His eyes gleamed with pleasure as he looked upon his world. None knew better than he its immense variety and richness. He noted the different shades of the leaves and he knew by contrast the kind of tree that bore them. His eye fell upon the tanager, and the deep, intense scarlet of its plumage gave him pleasure. It seemed fairly to blaze against the background of woodland green, but it still took no alarm from the presence of the tall youth who neither stirred nor made any sound.

Another bird, hidden behind an immense leaf, began to pour forth the full notes of a chattering, mocking song, almost like the voice of a human being. Henry liked it, too, although he knew the bird was flinging him a pretty defiance. It belonged in his world. It was fitting that one singer, many singers, should live in his wilderness and sing for him.

A gray squirrel, its saucy tail curved over its back, ran lightly up an oak, perched on a bough and gazed at him with a challenging, red eye. Henry gave back his look, and laughed in the silent manner of the border. He had no wish to hurt the swaggering little fellow. His heart was bare of ill will against anything.

A deep, clear creek flowed at the base of the hill, and a fish, snapping at a fly, leaped clear of the water, making a silver streak in the air, gone in an instant as he fell back into the stream. The glimpse pleased Henry. It, too, was a part of his kingdom, stocked with fur, fin and feather, beyond that of any other king, and far more vast.

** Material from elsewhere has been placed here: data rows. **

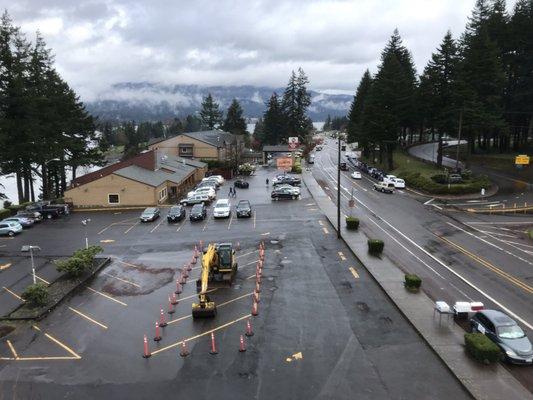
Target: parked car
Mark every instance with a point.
(10, 228)
(222, 209)
(150, 214)
(33, 215)
(207, 190)
(196, 199)
(241, 184)
(198, 212)
(25, 222)
(176, 213)
(283, 193)
(505, 332)
(384, 187)
(243, 209)
(455, 178)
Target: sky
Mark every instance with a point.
(231, 42)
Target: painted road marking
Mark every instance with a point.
(130, 228)
(13, 293)
(53, 339)
(13, 351)
(5, 266)
(87, 317)
(201, 334)
(354, 272)
(121, 279)
(489, 266)
(218, 305)
(157, 226)
(41, 279)
(106, 296)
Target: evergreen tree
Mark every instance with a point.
(210, 113)
(274, 121)
(234, 122)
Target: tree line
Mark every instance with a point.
(45, 130)
(286, 116)
(479, 87)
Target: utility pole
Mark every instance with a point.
(339, 188)
(459, 139)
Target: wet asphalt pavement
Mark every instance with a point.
(325, 330)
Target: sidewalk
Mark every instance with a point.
(446, 339)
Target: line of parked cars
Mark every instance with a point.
(32, 214)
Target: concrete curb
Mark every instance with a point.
(446, 340)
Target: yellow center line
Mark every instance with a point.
(107, 296)
(131, 227)
(13, 293)
(201, 334)
(490, 266)
(87, 317)
(218, 306)
(12, 349)
(41, 279)
(122, 280)
(354, 272)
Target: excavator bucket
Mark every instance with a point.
(207, 310)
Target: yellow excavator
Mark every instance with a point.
(219, 268)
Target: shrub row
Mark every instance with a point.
(375, 246)
(352, 223)
(482, 348)
(417, 181)
(80, 261)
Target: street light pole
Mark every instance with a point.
(339, 188)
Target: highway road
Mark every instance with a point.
(459, 256)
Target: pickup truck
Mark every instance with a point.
(384, 187)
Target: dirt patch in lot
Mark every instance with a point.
(139, 280)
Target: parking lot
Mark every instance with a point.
(323, 330)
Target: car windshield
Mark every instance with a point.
(510, 332)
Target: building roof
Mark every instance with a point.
(214, 137)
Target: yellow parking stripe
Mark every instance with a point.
(87, 317)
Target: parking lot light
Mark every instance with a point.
(85, 222)
(30, 248)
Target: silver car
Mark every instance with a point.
(10, 228)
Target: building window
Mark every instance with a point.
(113, 199)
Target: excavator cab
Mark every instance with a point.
(219, 268)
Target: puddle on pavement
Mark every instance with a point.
(147, 278)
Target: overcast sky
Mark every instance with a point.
(231, 42)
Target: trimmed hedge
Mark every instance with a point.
(79, 262)
(375, 246)
(412, 281)
(417, 181)
(352, 223)
(36, 294)
(481, 348)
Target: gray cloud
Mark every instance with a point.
(101, 42)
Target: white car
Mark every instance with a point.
(399, 183)
(222, 209)
(204, 190)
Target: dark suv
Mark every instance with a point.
(505, 332)
(176, 213)
(198, 212)
(243, 209)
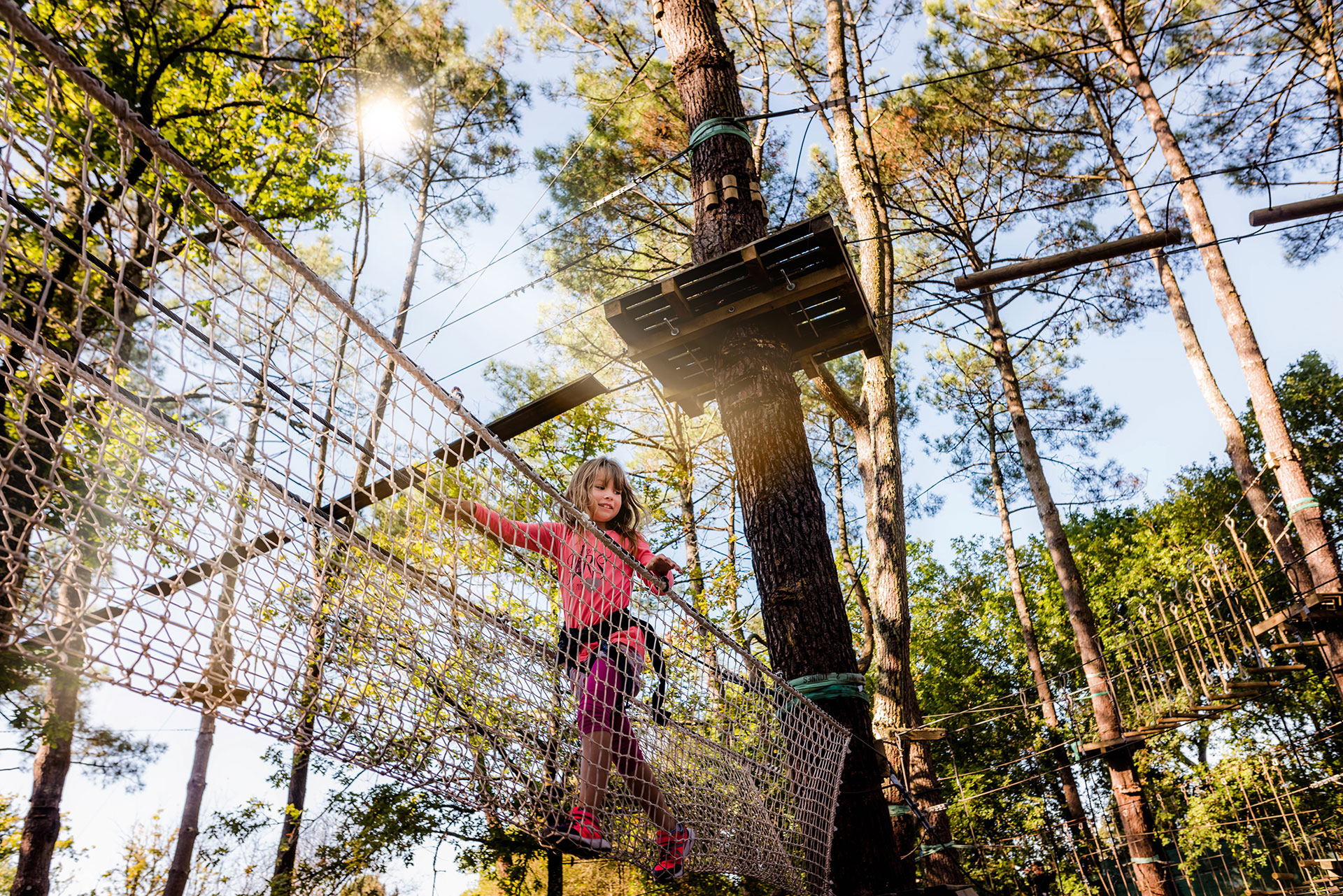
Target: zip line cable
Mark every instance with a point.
(1053, 54)
(547, 276)
(591, 129)
(1061, 203)
(725, 124)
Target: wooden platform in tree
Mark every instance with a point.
(1093, 750)
(798, 283)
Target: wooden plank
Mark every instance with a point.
(676, 299)
(1063, 261)
(1291, 211)
(1276, 620)
(744, 309)
(751, 258)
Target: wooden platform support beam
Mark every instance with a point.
(1063, 261)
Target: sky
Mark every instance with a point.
(1142, 371)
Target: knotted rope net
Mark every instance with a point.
(222, 487)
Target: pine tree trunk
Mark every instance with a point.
(896, 703)
(554, 874)
(1128, 793)
(1236, 448)
(179, 872)
(219, 672)
(785, 520)
(1074, 809)
(851, 569)
(1302, 506)
(42, 825)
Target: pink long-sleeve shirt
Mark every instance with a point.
(594, 582)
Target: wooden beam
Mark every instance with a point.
(758, 304)
(751, 258)
(458, 452)
(1291, 211)
(1276, 620)
(1063, 261)
(672, 292)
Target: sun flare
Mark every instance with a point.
(385, 124)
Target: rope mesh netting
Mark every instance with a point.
(190, 414)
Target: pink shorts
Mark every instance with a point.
(599, 693)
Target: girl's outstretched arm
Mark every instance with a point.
(532, 536)
(658, 564)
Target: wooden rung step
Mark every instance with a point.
(1097, 748)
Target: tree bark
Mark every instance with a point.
(1237, 450)
(1074, 809)
(219, 672)
(554, 874)
(896, 703)
(1125, 782)
(851, 570)
(42, 825)
(762, 414)
(1302, 506)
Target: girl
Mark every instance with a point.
(602, 645)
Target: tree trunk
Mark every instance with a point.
(190, 827)
(1302, 506)
(896, 703)
(851, 570)
(219, 672)
(1074, 811)
(1128, 793)
(1236, 448)
(42, 825)
(762, 414)
(554, 874)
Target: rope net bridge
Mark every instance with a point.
(225, 488)
(1225, 660)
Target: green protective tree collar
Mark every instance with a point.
(1302, 504)
(834, 685)
(716, 127)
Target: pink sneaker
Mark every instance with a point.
(582, 829)
(674, 848)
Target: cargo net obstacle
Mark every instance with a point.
(223, 488)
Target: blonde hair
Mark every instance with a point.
(599, 469)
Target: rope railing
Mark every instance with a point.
(180, 420)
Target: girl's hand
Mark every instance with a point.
(662, 566)
(460, 509)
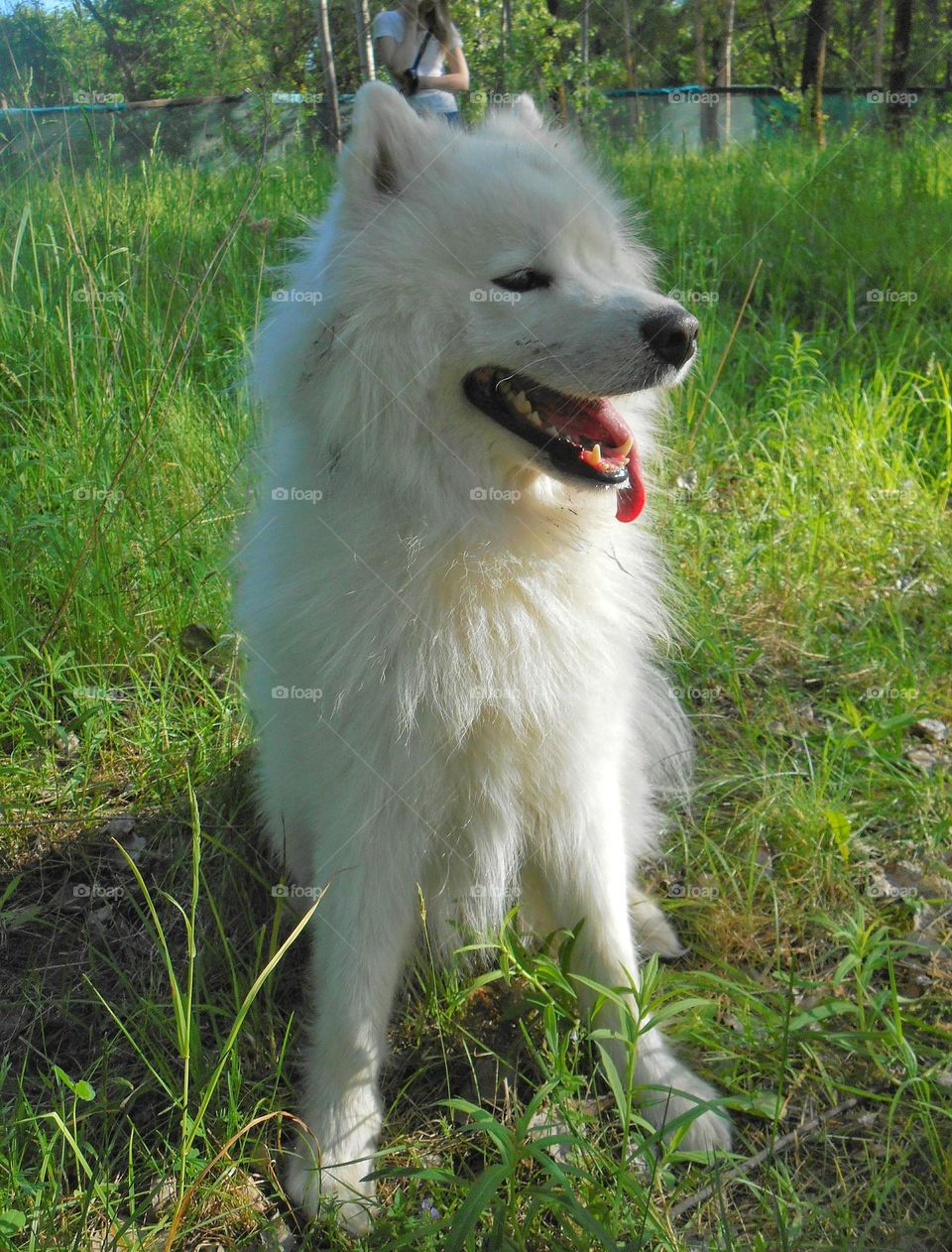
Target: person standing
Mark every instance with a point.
(421, 49)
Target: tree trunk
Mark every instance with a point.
(364, 41)
(331, 105)
(726, 66)
(895, 105)
(814, 63)
(879, 44)
(697, 14)
(505, 44)
(584, 39)
(627, 43)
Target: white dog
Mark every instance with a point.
(449, 634)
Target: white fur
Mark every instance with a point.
(491, 725)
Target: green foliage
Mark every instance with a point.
(153, 48)
(804, 510)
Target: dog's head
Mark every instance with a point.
(482, 311)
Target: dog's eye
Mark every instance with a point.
(525, 281)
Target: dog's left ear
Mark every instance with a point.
(381, 157)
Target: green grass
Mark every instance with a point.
(806, 511)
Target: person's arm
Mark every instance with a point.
(384, 52)
(455, 79)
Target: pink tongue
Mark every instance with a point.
(631, 498)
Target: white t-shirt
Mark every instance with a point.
(408, 38)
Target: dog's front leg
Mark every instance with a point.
(360, 938)
(584, 877)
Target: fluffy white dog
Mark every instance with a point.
(449, 629)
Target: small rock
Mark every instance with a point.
(926, 759)
(196, 639)
(932, 729)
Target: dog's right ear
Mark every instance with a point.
(381, 157)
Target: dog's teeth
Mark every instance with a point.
(621, 452)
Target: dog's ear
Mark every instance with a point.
(527, 114)
(381, 157)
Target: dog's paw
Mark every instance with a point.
(311, 1189)
(654, 933)
(709, 1131)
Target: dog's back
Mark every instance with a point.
(449, 634)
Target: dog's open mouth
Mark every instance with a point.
(580, 436)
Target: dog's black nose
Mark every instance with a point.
(672, 335)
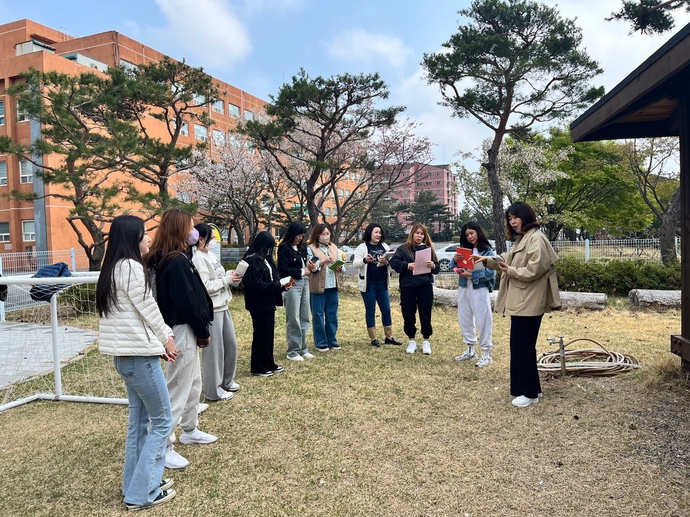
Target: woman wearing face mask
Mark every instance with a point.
(528, 289)
(416, 291)
(219, 359)
(188, 309)
(293, 262)
(262, 292)
(323, 286)
(474, 304)
(373, 282)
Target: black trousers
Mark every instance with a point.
(524, 377)
(263, 323)
(417, 299)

The brilliant sunlight over his head began to dim and darken. He looked up. The van of a host, the wild pigeons flying northward appeared, and then came the great wide column, millions and millions of birds, returning from their winter in the south. He had seen the huge flights before, but the freshness and zest of the sight never wore away. No matter how far they came nor how far they went they would still be flying over his forest empire. And then would come the great flocks of wild ducks and wild geese, winging swiftly like an arrow toward the north. They, too, were his, and again he took long, deep breaths of a delight so keen that it made his pulses leap.

From the wood at the base of the hill came a crackling sound as of something breaking, and then the long crash of a tree falling. He went a little way down the slope and his moccasins made no sound in the grass. Gently pulling aside the bough of a sheltering bush he saw the beavers at work. Already they were measuring for lengths the tree they had cut through at the base with their long, sharp teeth.

The creek here received a tributary brook of considerable volume, and the dam erected by the beavers had sent the waters far back in a tiny sheet like a little lake. But as Henry saw, they were going to raise the dam higher, and they were working with the intelligence and energy that belong so peculiarly to the beaver. Four powerful fellows were floating a log in the water, ready to put it into place, and others on the bank were launching another.

It was one of the largest beaver colonies he had ever seen, and he watched it with peculiar enjoyment. He killed the beaver now and then—the cap upon his head was made of its skin—but only when it was needful. The industrious animals were safe from his rifle now, and he felt that his wilderness had no more useful people.

He looked at them a long time, merely for the pleasure of looking. They showed so much skill, so much quickness and judgment that he was willing to see and learn from them. He felt, in a sense, that they were comrades. He wished them well in their work, and he knew that they would have snug houses, when the next winter came.

He left them in their peace, returned to the brow of the hill, and then walked slowly down the other side. He heard a woof, a sound of scrambling, and a black bear, big in frame, but yet lean from the winter, ran from its lair in the bushes, stopped a moment at fifty or sixty yards to look hard at him, and then, wheeling again in frightened flight disappeared among the trees. Henry once more laughed silently. He would not have harmed the bear either.